For the athletes, the night provided an opportunity to do what they love to do, in a new and exciting environment.
“Our athletes absolutely love the Bills,” said Raepple. “Even on regular school days, everybody’s decked out in Bills gear and just to have that compassion and to have that comradery with the Buffalo Bills players [is awesome]. Them coming out and just being one-on-one [with the kids], being their basic form --- they were being athletes together – and that’s what we really preach at Special Olympics. [We preach] that they are not people with intellectual disabilities, they’re athletes and that’s how they need to be treated and that’s exactly how the Buffalo Bills treated them today.”
Expanding across the state, Unified Sports is another way to bring an already close-knit Western New York Community, closer together.
“We have the best fans in the stands,” said Raepple. “Our parents are so supportive, and unifying’s been around for three years and just to see the community build onto Unified, has been fantastic. Western New York is in the forefront of Unified Sports right now and we are growing at a very fast rate and it’s super exciting, but we also need to show that inclusion. We need to get people on board to see what we’re all about. Come out to an event, come to a unified event, come to a regular Special Olympics event and see how amazing our athletes are.”
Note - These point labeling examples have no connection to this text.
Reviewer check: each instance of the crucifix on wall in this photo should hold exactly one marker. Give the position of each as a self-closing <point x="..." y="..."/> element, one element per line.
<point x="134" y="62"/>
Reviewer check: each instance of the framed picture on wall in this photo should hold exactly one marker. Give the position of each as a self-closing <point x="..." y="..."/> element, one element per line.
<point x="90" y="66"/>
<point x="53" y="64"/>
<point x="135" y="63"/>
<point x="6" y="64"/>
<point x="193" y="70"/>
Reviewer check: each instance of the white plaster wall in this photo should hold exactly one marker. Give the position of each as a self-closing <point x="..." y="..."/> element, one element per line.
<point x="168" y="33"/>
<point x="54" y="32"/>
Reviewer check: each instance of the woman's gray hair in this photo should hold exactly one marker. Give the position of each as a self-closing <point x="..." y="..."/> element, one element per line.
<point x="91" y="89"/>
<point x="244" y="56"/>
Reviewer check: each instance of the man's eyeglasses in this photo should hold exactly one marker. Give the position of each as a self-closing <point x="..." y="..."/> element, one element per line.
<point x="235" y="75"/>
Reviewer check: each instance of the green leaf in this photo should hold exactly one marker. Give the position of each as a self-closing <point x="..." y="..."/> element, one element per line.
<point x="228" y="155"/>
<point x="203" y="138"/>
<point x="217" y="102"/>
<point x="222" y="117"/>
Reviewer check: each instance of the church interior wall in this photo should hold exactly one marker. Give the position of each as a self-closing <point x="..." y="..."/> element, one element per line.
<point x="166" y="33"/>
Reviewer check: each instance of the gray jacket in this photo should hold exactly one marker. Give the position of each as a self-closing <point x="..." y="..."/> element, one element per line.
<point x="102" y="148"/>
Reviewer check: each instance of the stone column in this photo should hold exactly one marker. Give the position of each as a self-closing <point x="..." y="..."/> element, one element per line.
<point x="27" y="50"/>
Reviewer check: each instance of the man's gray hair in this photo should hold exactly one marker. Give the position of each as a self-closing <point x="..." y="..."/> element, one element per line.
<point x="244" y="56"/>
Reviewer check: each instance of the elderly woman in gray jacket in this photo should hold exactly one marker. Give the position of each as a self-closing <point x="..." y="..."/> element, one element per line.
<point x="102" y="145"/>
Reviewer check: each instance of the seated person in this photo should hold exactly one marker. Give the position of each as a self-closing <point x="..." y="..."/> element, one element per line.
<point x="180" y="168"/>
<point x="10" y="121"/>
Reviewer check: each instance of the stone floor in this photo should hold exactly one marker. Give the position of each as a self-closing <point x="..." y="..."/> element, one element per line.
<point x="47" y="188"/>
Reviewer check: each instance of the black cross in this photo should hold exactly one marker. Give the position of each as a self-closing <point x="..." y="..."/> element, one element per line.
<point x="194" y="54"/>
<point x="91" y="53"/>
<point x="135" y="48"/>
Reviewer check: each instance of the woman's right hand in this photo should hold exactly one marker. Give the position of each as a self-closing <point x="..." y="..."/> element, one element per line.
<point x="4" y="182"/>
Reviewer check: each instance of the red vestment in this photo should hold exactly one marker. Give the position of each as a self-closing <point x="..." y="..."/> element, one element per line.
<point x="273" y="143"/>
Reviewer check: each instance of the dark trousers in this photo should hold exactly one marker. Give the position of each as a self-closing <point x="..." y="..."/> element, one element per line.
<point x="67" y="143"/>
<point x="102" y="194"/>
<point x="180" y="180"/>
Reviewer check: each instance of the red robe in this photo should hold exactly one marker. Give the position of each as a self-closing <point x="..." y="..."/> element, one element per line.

“I think what people don’t recognize is, that Unified Sports in New York state are right up there with varsity, JV, modified, Unified,” elaborated Renee Snyder, vice president of development at Special Olympics New York. “So, they’re true interscholastic sports with students with and without disabilities playing on the same court, the same field, the same bowling alley. So, that piece is unlike anything else that exists right now in interscholastic sports.”
In addition to the event at the ADPRO Sports Training Center, Special Olympics New York holds a number of activities for athletes throughout the year. Coming up on March 21, 2020, the organization will hold a 6-on-6 flag football tournament at New Era Field called the “Buffalo Snow Bowl.” Proceeds raised from the event will go to fund programs, that are free of charge, for the athletes.
“Everything that we do, we want to include people,” said Raepple. “We want to include them in sports because sports are so powerful and so moving.”